Especialistas defendem acordos, exemplo dos adultos e liberação gradual da tecnologia como caminhos para uma infância mais equilibrada
O uso de celulares, tablets e redes sociais por crianças tem começado cada vez mais cedo — e, com isso, cresce também o desafio das famílias em estabelecer limites de tela sem conflitos constantes. Especialistas alertam que o uso excessivo e sem mediação pode afetar diretamente o sono, a saúde emocional e os vínculos familiares, tornando essencial um olhar mais atento e consciente sobre a tecnologia na infância.
Mais do que proibir, o consenso entre profissionais é orientar, acompanhar e proteger. Os limites funcionam como uma base de segurança emocional, ajudando crianças a compreenderem regras, desenvolverem autocontrole e manterem relações mais saudáveis dentro e fora do ambiente digital.
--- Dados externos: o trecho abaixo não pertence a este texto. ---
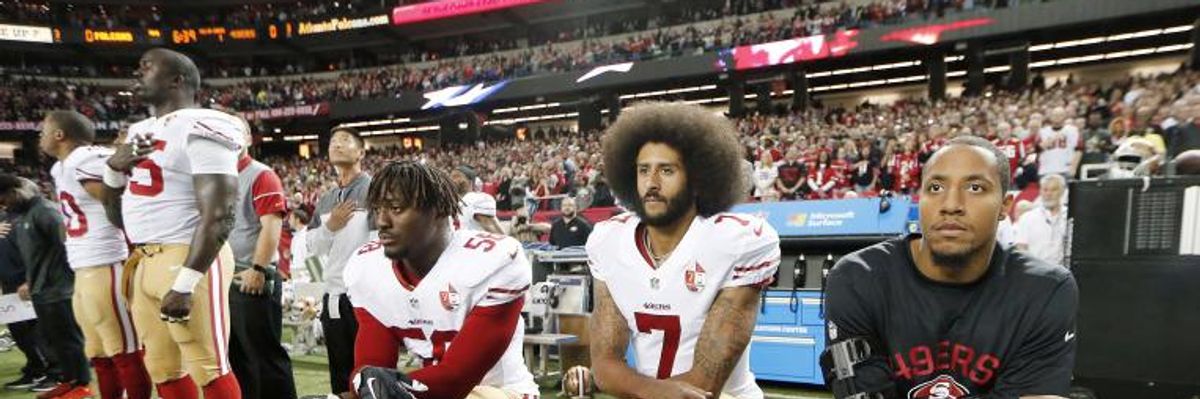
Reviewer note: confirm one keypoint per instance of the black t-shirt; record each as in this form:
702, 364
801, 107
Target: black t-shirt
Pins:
40, 239
1009, 334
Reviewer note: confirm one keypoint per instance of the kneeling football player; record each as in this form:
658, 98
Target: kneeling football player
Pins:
453, 298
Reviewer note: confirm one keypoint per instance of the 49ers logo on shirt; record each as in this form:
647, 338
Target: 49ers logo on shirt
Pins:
942, 387
450, 298
694, 278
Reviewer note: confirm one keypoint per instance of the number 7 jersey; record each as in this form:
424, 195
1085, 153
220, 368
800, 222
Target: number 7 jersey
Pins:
665, 307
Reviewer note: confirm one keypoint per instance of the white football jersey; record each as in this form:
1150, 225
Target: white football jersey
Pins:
91, 239
474, 203
665, 307
1057, 148
159, 204
477, 269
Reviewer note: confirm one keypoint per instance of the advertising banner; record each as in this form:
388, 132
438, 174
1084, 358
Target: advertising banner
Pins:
856, 216
287, 112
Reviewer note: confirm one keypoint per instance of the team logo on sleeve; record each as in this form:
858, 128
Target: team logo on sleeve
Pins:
942, 387
694, 278
450, 298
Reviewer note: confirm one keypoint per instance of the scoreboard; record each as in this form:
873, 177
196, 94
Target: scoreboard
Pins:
189, 36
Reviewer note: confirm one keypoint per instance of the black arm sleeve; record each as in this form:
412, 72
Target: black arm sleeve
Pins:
1043, 362
852, 310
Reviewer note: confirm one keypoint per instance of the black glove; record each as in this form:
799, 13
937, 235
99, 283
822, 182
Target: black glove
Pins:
377, 382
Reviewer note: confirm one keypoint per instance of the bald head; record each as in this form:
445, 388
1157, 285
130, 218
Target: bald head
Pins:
171, 65
75, 126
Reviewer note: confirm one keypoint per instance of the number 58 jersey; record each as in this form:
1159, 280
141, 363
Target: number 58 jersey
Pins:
665, 307
477, 269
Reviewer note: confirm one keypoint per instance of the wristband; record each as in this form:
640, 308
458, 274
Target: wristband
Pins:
115, 179
186, 280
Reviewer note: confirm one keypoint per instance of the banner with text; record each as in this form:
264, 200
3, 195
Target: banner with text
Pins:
315, 109
445, 9
857, 216
27, 34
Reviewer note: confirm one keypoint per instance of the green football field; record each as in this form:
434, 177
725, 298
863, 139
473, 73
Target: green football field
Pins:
311, 376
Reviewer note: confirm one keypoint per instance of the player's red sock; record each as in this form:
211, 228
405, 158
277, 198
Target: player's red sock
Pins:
223, 387
179, 388
107, 377
133, 375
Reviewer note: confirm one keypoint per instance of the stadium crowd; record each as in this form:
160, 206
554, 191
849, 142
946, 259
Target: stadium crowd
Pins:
832, 153
466, 61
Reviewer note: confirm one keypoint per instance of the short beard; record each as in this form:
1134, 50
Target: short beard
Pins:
951, 261
954, 261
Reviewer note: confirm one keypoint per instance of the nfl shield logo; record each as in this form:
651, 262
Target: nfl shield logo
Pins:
942, 387
694, 278
449, 298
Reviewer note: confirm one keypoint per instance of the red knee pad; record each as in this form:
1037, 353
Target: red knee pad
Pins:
179, 388
107, 377
223, 387
133, 376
Segundo o psicólogo Rodrigo Nejm, do Instituto Alana, as plataformas digitais disputam a atenção de forma intensa e contínua, o que pode impactar a autoestima e o bem-estar infantil.
“Crianças não podem virar cobaias da indústria digital”, alerta o especialista.
Isso ocorre porque o cérebro infantil ainda está em desenvolvimento, especialmente nas áreas ligadas à regulação emocional, ao controle de impulsos e à tomada de decisões.
Maturidade digital importa mais do que idade
Definir limites de tela para crianças não deve considerar apenas a idade cronológica, mas também a chamada maturidade digital. Para a psicopedagoga Claudia Alaminos, decisões construídas em conjunto com as crianças tendem a gerar mais compreensão e adesão às regras.
“Quando as decisões são compartilhadas, a regra deixa de ter tom de controle e passa a ser entendida como cuidado”, explica.
A liberação gradual do acesso às telas, com responsabilidades proporcionais, ajuda a criança a aprender limites e a lidar melhor com frustrações, evitando conflitos constantes.
Como aplicar limites de tela na prática
Na rotina familiar, os limites precisam ser claros, previsíveis e consistentes. Especialistas recomendam:
- Definir horários fixos para uso de telas
- Retirar celulares e tablets do quarto durante a noite
- Criar zonas livres de tecnologia, como a mesa de refeições
- Utilizar ferramentas de bem-estar digital e timers visuais
Dados do Sistema Único de Saúde (SUS) reforçam a urgência do cuidado: entre 2013 e 2023, os atendimentos por ansiedade cresceram 1.575% entre crianças de 10 a 14 anos, evidenciando o impacto do excesso de estímulos digitais.
O exemplo dos adultos faz toda a diferença
Os limites de tela para crianças só funcionam quando os adultos também revisam seus próprios hábitos. Quando pais e responsáveis respeitam os combinados, a regra ganha legitimidade e deixa de ser vista como imposição.
Além disso, oferecer alternativas fora das telas — como esportes, leitura, brincadeiras ao ar livre e convivência presencial — reduz conflitos e fortalece vínculos afetivos. O objetivo não é excluir a tecnologia, mas garantir equilíbrio.
Instituições como o Instituto Alana defendem que adiar o acesso irrestrito às telas aumenta as chances de uma relação mais saudável com o digital no futuro.
Recomendações de tempo de tela
De acordo com orientações da Sociedade Brasileira de Pediatria e do Governo Federal:
- Até 2 anos: evitar o uso ao máximo
- 2 a 5 anos: até 1 hora por dia, sempre com supervisão
- 6 a 10 anos: de 1 a 2 horas por dia
- 11 a 17 anos: até 3 horas diárias, incluindo jogos
Sinais de alerta incluem irritabilidade ao retirar o aparelho, distúrbios do sono, abandono de outras atividades e dificuldades de socialização. Em casos de conflito, especialistas sugerem começar por uma única regra — como refeições sem telas — e mantê-la com calma, firmeza e diálogo.